Humor de Agatha Christie em 'Um Corpo na Biblioteca' emerge dos homens

São Paulo

Há muito humor em Agatha Christie. Seja nas esquisitices do detetive Hercule Poirot ou na sátira quase maldosa do comportamento das classes mais abastadas da sociedade britânica. Mas é com a personagem Miss Marple que a autora parece insistir em ironia e sarcasmo.

“Um Corpo na Biblioteca”, sexto volume da Coleção Folha O Melhor de Agatha Christie, chega às bancas no próximo domingo (30) com o livro que mais agradou os fãs da detetive amadora, lançado em 1942.

Da mesma forma que Agatha Christie viveu a dificuldade de ser mulher ao começar a publicar romances policiais na década de 1920, ela repassou a Miss Marple as agruras de uma figura feminina num mundo tão masculino quanto o dos policiais e investigadores.

Na trama, uma jovem de 18 anos é encontrada morta às sete horas da manhã, na biblioteca da mansão Gossington, dos Bantry, um casal de aposentados que não tem nenhuma relação aparente com a vítima.

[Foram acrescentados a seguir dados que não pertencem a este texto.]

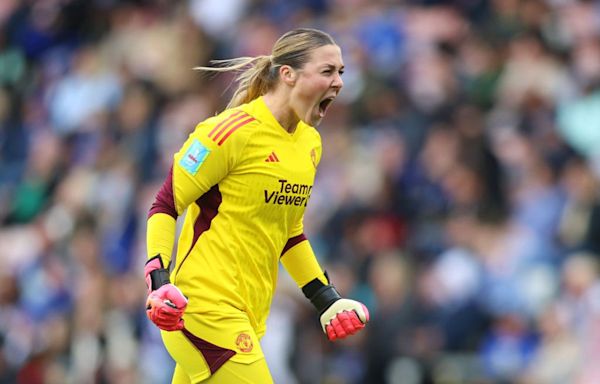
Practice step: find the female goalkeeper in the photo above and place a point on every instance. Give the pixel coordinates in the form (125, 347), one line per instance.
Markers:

A polícia vai cuidar do caso, mas a senhora Bantry conhece há tempos Miss Marple e trata de chamar a amiga.

A escritora Agatha Christie - leemage

Ao mesmo tempo em que os indícios para a resolução do mistério aparecem nas investigações, o humor refinado da escritora surge dos homens no caso, o coronel Melchett e o capitão Slack, descrentes de qualquer valor na colaboração de Miss Marple.

É divertido ver como a simpática velhinha vai deitar e rolar em cima dos marmanjos. Mais uma vez Agatha Christie mostra seu carinho por Miss Marple, sua personagem favorita, apesar do maior sucesso de Poirot.